The National Hurricane Center projected that the storm would cross
North Carolina and the southeast tip of Virginia late Tuesday before
slipping into the Atlantic early Wednesday. Jeanne has slowed, but
could speed up as she curves northeast.
Florida Lt. Gov. Toni Jennings (R) arrived at Osceola County to say
the state felt the pain of Amidon and other residents. But the
flooding problem is not restricted to this area, and the situation
might be worse in the north.
"I hear flooding has been a problem in this area and will continue to
be," Jennings said. In Seminole County to the north, she said that
lakes and ponds were overflowing and flooding towns. "Lake Monroe has
decided to keep flowing through Sanford," she said.
Osceola County Chairman Ken Shipley spoke bluntly to Jennings: "The
only thing I can suggest is keep the pocketbook open. Send cash."
But the real problem isn't financial, it's hydraulic. Many of
Florida's lakes are already a foot or so above safe levels. Jeanne
could add 18 more inches to that, and make flooding a major problem in
such places as Kissimmee. Officials are pushing the drainage system to
the max, but it could take more than three weeks to get rid of that
much water.
The flood control system was designed for the kind of worst-case
scenario that came around once every 25 years, Graf said. The combined
effect of hurricanes Charley, Frances, Ivan and Jeanne was the kind of
worst-case scenario that came around every 200 years.
Predicting water flows after a hurricane can be complicated, but after
three hurricanes, the calculation becomes simple. If the state were a
sponge, it is now soaked, and new water has to be drained or will end
up in people's living rooms or in city streets.
Using a 15-by-30-foot family swimming pool as a measuring tool, Graf
said the state's flood control system was emptying the basin of three
central Florida counties at a rate of five swimming pools per second
into the Kissimmee River. But even at that phenomenal pace, draining
the equivalent of 11 million swimming pools -- six inches of rain over
1,600 square miles -- would take more than three weeks.
In the meantime, the waters will keep rising, and probably crest after
a week, officials predicted.

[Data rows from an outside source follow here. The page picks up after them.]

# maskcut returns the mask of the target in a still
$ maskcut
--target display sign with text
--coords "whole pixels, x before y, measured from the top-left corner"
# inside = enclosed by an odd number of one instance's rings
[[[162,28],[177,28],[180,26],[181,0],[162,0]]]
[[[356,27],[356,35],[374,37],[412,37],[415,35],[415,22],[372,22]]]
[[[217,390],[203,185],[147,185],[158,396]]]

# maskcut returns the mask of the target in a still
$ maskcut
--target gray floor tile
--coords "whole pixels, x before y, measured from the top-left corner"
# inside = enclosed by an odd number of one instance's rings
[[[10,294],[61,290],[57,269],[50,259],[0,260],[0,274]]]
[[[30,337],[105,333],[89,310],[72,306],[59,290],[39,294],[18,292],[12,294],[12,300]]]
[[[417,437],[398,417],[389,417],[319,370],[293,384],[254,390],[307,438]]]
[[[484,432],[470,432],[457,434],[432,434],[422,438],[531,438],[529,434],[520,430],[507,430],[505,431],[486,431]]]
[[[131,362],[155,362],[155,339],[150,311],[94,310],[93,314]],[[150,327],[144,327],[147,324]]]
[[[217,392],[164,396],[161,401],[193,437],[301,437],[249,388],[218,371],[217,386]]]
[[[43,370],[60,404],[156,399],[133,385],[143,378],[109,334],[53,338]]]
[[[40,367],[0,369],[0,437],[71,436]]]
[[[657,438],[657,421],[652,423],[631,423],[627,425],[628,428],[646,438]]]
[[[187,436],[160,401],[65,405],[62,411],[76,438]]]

County officials said that an evacuation
of residents at Good Samaritan is all but inevitable.
Graf said the community was designed before new flood-control plans
had been developed, and was constructed at a lower elevation than
would be permitted now. Of special worry, he said, is that many of its
utilities are delivered through underground cables that do not take
kindly to submersion.
In an interview at Good Samaritan's community center, Amidon said that
Hurricane Frances had pushed water into her mobile home's sun room.
Amidon was not around when Frances struck; some residents at Good
Samaritan live here only part of the year.
"When I came back, I could see how high the water was in my [sun] room
because of the mud," she said. "I have lost my sleeper sofa-bed, my
overstuffed chair, a side table, a tea table, and the rug is gone."
Amidon's daughter and son-in-law had recently arranged to buy the
mobile home for her but did not get it insured, she said. "I thought
my daughter bought the insurance," she said. "Each one thought the
other had signed the papers and sent them in."
Betty Dubberly, 67, another resident, spoke up: "Everyone's spirit is
down, but would they move? No. This is home." Amidon agreed.
"We have lakefront property, don't we?" Dubberly joked.
"It's all water," Amidon corrected. "I have oceanfront property."